Chief minister Mayawati's mentor, the late Kanshi Ram, had described Uttar Pradesh as the laboratory of the Bahujan Samaj Party. And in 2007, the lab had churned out a caste formula that had given her an absolute majority.

Nearly five years later, amid speculation that 2012 assembly elections may give a fractured verdict, the Bahujan Samaj Party has once again raised the slogan, 'Tilak Lagao Haathi Par, Baki Sab Baisakhi Par' and 'Brahmin Shankh Bajayega, Haathi Barta Jaayega.'

And not lagging behind are other political parties. Instead, there is a scramble for Brahmin votes, which constitute 5% of the vote bank.
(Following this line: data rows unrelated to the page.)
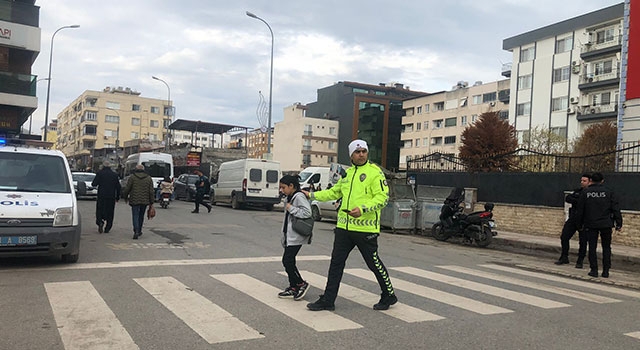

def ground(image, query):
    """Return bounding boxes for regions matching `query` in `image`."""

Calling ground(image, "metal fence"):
[407,142,640,173]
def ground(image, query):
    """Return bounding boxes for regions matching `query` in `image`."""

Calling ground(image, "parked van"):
[0,138,81,263]
[211,159,281,210]
[122,152,173,187]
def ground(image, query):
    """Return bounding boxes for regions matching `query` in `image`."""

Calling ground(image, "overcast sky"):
[25,0,622,133]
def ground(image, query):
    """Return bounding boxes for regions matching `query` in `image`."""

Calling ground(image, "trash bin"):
[380,179,416,233]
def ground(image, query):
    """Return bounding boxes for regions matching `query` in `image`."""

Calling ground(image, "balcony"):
[0,0,40,27]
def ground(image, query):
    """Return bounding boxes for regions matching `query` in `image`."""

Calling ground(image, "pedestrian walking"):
[576,172,622,278]
[91,160,122,233]
[555,173,591,269]
[122,164,155,239]
[305,140,398,311]
[192,170,211,213]
[278,175,311,300]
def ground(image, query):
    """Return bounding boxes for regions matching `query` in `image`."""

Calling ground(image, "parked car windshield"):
[0,152,71,193]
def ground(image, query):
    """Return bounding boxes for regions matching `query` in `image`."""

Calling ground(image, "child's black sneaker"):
[278,287,296,299]
[293,282,309,300]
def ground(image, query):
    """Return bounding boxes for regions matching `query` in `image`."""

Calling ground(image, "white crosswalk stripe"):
[437,266,620,304]
[480,264,640,298]
[344,269,513,315]
[134,277,264,344]
[292,271,444,322]
[44,281,139,350]
[211,274,362,332]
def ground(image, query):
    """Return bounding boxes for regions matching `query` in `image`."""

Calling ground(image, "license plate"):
[0,235,38,247]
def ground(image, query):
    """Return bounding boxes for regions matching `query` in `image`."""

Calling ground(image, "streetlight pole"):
[151,76,173,151]
[246,11,273,155]
[42,24,80,141]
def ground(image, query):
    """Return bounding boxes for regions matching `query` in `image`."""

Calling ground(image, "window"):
[104,114,120,124]
[482,91,497,103]
[518,74,533,90]
[516,102,531,117]
[444,117,458,128]
[553,66,571,83]
[551,96,569,111]
[104,101,120,110]
[556,36,573,53]
[520,46,536,62]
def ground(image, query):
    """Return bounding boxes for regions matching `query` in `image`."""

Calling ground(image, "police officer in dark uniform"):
[555,174,591,269]
[576,172,622,278]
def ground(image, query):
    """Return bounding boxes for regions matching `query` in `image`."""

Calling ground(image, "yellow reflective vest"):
[311,161,389,233]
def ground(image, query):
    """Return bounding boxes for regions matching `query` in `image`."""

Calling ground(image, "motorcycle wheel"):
[431,222,449,241]
[476,225,493,248]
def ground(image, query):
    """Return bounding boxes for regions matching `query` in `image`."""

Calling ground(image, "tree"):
[460,112,518,172]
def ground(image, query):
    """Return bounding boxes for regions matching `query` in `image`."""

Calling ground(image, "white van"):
[0,139,81,263]
[122,152,173,187]
[211,159,281,210]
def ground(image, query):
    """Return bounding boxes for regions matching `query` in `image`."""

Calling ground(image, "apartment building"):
[399,79,510,169]
[56,87,172,164]
[502,4,624,144]
[0,0,40,136]
[306,81,426,170]
[272,102,340,171]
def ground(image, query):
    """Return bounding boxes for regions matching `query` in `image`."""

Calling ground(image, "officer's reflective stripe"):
[44,281,139,350]
[133,277,264,344]
[211,274,362,332]
[344,269,513,315]
[394,267,571,309]
[438,266,620,304]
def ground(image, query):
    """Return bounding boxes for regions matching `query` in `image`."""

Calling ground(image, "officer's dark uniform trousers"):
[324,228,394,303]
Harvansh Dixit, principal of the Maharaja Harish Chandra Post-Graduate Institute, Moradabad, explains: "Brahmins have traditionally played an important role as opinion makers across the country. Temperamentally they don't vote en bloc. And now all political parties are trying to woo (them) as a vacuum has been left after former prime minister Atal Bihari Vajpayee (retired) from active politics."

While the Congress is trying to reconstruct its Dalit-Brahmin-Muslim votebank, the BJP feels it's time it lured back the upper-caste and most-backward-caste votes under the leadership of Rajnath Singh, a Rajput, who has always advocated quota within the OBC quota for the most backward castes, Kalraj Mishra, a Brahmin, and Uma Bharti, a Lodh.
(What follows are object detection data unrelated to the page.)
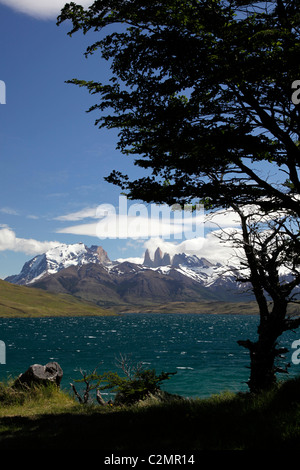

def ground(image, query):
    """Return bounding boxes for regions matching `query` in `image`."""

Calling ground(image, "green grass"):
[0,379,300,452]
[0,280,113,318]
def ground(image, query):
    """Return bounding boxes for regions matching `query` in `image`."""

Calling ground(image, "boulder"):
[15,362,63,387]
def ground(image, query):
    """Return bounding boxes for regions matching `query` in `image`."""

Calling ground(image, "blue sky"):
[0,0,243,278]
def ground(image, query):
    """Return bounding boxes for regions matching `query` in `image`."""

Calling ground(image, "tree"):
[216,206,300,392]
[58,0,300,392]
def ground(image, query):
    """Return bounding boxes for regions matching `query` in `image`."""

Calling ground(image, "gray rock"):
[15,362,63,387]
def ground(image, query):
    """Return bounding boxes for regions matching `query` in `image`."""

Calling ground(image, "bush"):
[71,356,176,405]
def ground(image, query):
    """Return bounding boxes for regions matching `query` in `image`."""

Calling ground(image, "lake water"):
[0,314,300,397]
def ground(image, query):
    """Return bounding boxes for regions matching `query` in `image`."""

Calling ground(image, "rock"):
[15,362,63,387]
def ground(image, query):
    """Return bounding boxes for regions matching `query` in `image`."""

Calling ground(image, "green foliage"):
[100,369,176,405]
[71,356,176,405]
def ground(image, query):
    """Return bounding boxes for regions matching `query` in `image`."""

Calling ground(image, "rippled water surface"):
[0,314,300,397]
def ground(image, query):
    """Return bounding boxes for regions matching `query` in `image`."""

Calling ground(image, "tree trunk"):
[238,301,287,393]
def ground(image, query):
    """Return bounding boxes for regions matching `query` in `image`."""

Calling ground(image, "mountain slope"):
[31,262,241,306]
[6,243,247,307]
[5,243,111,285]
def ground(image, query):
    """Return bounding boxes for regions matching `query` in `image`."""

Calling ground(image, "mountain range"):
[5,243,250,308]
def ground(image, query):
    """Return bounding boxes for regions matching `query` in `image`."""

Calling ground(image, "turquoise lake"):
[0,314,300,397]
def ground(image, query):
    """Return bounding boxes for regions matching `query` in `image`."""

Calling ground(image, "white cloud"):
[0,207,19,215]
[0,227,60,255]
[54,207,99,222]
[0,0,93,20]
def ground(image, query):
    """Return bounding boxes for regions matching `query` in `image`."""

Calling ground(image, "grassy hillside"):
[0,379,300,450]
[0,280,113,317]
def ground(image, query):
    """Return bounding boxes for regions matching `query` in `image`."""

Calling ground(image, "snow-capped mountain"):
[5,243,111,285]
[5,243,238,298]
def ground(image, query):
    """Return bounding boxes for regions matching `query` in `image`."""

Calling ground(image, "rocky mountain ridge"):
[5,243,241,306]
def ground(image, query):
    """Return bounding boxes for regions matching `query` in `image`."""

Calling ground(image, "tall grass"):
[0,379,300,452]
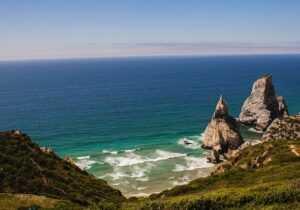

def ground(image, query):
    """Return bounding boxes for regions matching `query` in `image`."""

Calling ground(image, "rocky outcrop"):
[262,113,300,141]
[239,74,289,131]
[202,96,243,162]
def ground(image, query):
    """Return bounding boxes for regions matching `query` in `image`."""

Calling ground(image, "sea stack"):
[202,96,244,162]
[239,74,289,131]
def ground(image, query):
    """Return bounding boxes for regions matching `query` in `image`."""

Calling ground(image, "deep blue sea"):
[0,55,300,195]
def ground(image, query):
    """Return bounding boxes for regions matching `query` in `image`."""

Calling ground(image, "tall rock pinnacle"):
[239,74,288,131]
[202,96,244,162]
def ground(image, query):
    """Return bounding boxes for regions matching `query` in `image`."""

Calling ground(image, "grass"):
[0,132,300,210]
[0,132,125,206]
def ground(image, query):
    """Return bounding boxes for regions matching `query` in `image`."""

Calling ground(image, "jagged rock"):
[262,114,300,141]
[239,74,289,131]
[202,96,244,162]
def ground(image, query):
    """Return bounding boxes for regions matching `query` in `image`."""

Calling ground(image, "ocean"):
[0,55,300,196]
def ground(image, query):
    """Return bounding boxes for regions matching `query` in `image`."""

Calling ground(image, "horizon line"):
[0,52,300,63]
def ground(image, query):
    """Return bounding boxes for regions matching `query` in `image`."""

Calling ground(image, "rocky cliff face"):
[239,75,288,131]
[262,113,300,141]
[203,96,243,162]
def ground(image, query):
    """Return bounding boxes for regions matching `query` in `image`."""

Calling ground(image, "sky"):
[0,0,300,60]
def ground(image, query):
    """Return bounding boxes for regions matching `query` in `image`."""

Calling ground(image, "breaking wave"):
[105,149,187,167]
[75,156,104,170]
[173,157,214,171]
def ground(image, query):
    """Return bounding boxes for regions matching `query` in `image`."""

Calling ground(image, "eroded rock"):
[202,96,244,162]
[239,74,289,131]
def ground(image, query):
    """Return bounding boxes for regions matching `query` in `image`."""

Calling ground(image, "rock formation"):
[262,113,300,141]
[239,74,289,131]
[202,96,243,162]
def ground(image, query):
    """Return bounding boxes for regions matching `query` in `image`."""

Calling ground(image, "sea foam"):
[105,149,187,167]
[173,157,214,171]
[75,156,97,170]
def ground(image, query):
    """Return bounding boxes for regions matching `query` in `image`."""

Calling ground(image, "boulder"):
[202,96,244,162]
[239,74,289,131]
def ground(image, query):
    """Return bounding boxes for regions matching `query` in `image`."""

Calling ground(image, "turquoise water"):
[0,56,300,195]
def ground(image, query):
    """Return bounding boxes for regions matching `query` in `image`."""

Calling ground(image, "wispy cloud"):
[0,42,300,60]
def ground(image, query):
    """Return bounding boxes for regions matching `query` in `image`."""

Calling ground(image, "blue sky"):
[0,0,300,60]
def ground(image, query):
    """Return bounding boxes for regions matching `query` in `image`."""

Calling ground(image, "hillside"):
[126,141,300,210]
[0,131,124,206]
[0,132,300,210]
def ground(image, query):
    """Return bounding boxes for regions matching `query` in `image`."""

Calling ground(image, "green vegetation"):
[0,194,82,210]
[122,141,300,210]
[0,132,300,210]
[0,131,124,206]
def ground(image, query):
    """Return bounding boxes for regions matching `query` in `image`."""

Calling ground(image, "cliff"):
[0,131,124,206]
[239,74,289,131]
[203,96,244,162]
[262,113,300,141]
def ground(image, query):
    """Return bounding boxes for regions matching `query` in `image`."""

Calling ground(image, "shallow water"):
[0,56,300,195]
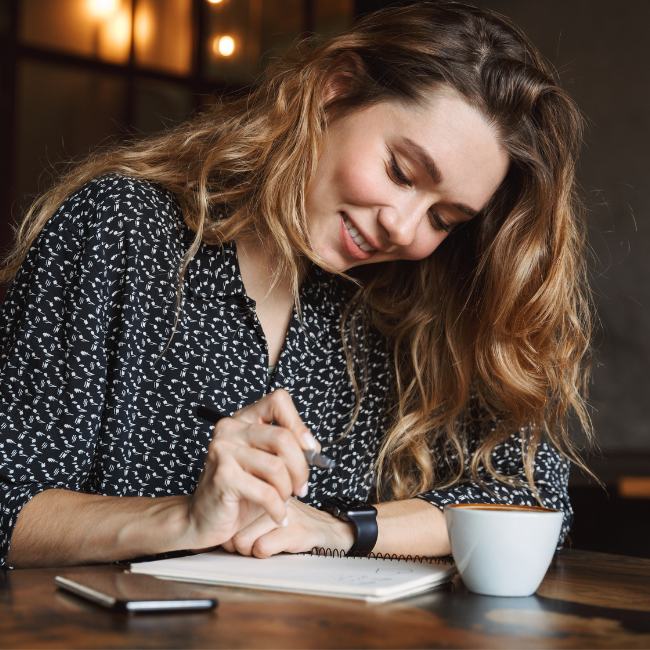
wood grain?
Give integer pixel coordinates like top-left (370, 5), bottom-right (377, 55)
top-left (0, 551), bottom-right (650, 648)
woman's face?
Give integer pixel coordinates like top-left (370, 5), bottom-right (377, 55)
top-left (306, 88), bottom-right (508, 271)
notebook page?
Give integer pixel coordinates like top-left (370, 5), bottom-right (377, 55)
top-left (131, 551), bottom-right (454, 600)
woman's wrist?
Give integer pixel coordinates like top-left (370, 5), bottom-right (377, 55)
top-left (327, 515), bottom-right (354, 553)
top-left (117, 495), bottom-right (193, 557)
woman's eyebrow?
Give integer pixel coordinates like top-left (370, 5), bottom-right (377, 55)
top-left (402, 138), bottom-right (479, 218)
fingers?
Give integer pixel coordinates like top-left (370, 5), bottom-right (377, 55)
top-left (213, 459), bottom-right (287, 525)
top-left (228, 514), bottom-right (278, 555)
top-left (246, 425), bottom-right (309, 498)
top-left (232, 446), bottom-right (293, 502)
top-left (233, 388), bottom-right (320, 451)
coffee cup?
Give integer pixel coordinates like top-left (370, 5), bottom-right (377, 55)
top-left (444, 503), bottom-right (562, 596)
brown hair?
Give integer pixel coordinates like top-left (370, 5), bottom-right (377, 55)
top-left (0, 2), bottom-right (592, 498)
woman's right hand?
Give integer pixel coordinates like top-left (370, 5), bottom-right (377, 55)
top-left (181, 388), bottom-right (320, 549)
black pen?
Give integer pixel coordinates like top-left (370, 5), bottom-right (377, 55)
top-left (195, 406), bottom-right (336, 469)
For Mayawati, Brahmins are her main hope because she has no strong claim to either the Rajput or the OBC vote. The Muslims too are inclined towards the Congress and SP.

The CM is hoping that the Brahmins will not desert her. "We have punctured the opposition's propaganda that we are a Dalit-based party by giving due representation to the Brahmins in the council of ministers as well as the bureaucrats in postings."

She has now played the quota card by demanding reservation for the upper-caste poor.